For the day, the index rose 3.23 points or 0.22 percent to finish at 1,463.51 after trading between 1,458.37 and 1,464.27.

Among the actives, Axiata advanced 0.75 percent, while Celcomdigi eased 0.23 percent, CIMB Group climbed 0.88 percent, Dialog Group tumbled 2.21 percent, Genting surged 2.70 percent, Genting Malaysia jumped 1.13 percent, IOI Corporation rose 0.25 percent, Kuala Lumpur Kepong fell 0.26 percent, Maxis gained 0.50 percent, MISC was up 0.14 percent, MRDIY added 0.64 percent, Petronas Chemicals improved 0.74 percent, PPB Group dropped 0.74 percent, Press Metal perked 0.41 percent, Public Bank sank 0.48 percent, RHB Capital collected 0.35 percent, Sime Darby Plantations spiked 1.14 percent, Telekom Malaysia lost 0.39 percent, Tenaga Nasional rallied 1.01 percent and Westports Holdings, IHH Healthcare, Maybank, Sime Darby and Petronas Dagangan were unchanged.

The lead from Wall Street is negative as the major averages opened slightly higher on Wednesday but quickly turned lower and ended solidly in the red.

The Dow dropped 180.65 points or 0.52 percent to finish at 34,765.74, while the NASDAQ tumbled 156.42 points or 1.15 percent to close at 13,474.63 and the S&P 500 sank 33.53 points or 076 percent to end at 4,404.33.

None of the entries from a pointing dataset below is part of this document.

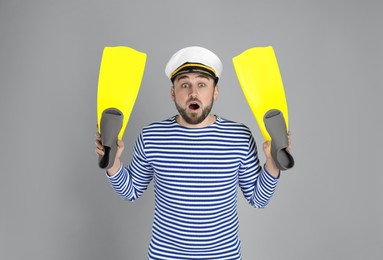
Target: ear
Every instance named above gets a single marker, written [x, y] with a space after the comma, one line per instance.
[216, 92]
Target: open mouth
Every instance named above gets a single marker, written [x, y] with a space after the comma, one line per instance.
[194, 106]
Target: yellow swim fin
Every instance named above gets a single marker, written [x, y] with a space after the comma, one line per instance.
[261, 82]
[119, 81]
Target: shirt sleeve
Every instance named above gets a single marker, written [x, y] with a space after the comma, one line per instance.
[131, 181]
[256, 183]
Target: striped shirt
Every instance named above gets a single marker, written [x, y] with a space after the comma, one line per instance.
[196, 173]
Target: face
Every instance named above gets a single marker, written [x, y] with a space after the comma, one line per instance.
[194, 95]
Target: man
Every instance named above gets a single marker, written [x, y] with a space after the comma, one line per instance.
[196, 160]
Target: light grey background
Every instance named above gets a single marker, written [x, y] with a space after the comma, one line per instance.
[57, 204]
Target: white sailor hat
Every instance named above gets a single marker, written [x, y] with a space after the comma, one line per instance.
[194, 59]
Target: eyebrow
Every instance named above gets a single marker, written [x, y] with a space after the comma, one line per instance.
[199, 76]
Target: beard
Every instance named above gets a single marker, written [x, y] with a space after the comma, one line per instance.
[194, 118]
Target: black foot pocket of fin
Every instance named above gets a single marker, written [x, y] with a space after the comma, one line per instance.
[110, 126]
[276, 127]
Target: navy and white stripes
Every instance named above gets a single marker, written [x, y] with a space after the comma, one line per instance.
[196, 173]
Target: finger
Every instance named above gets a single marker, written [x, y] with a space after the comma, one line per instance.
[99, 152]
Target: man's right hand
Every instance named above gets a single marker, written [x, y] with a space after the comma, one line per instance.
[100, 152]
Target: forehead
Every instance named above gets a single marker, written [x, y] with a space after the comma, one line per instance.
[191, 76]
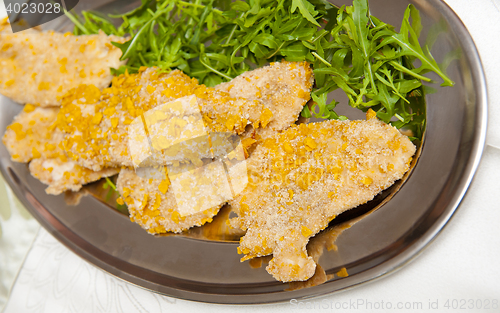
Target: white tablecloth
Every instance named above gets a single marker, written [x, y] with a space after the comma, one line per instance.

The weakness that emerged on Wall Street followed the release of the minutes from the Federal Reserve’s July meeting, which said “most of the central bank officials continued to see significant upside risks to inflation, which could require further tightening of monetary policy.”

In economic news, U.S. industrial and manufacturing production both eased in July, while building permits and housing starts saw mild upside.

Crude oil prices slipped Wednesday amid worries about the outlook for energy demand from China and uncertainty over interest rates. West Texas Intermediate Crude oil futures for September shed $1.61 or 2 percent at $79.38 a barrel.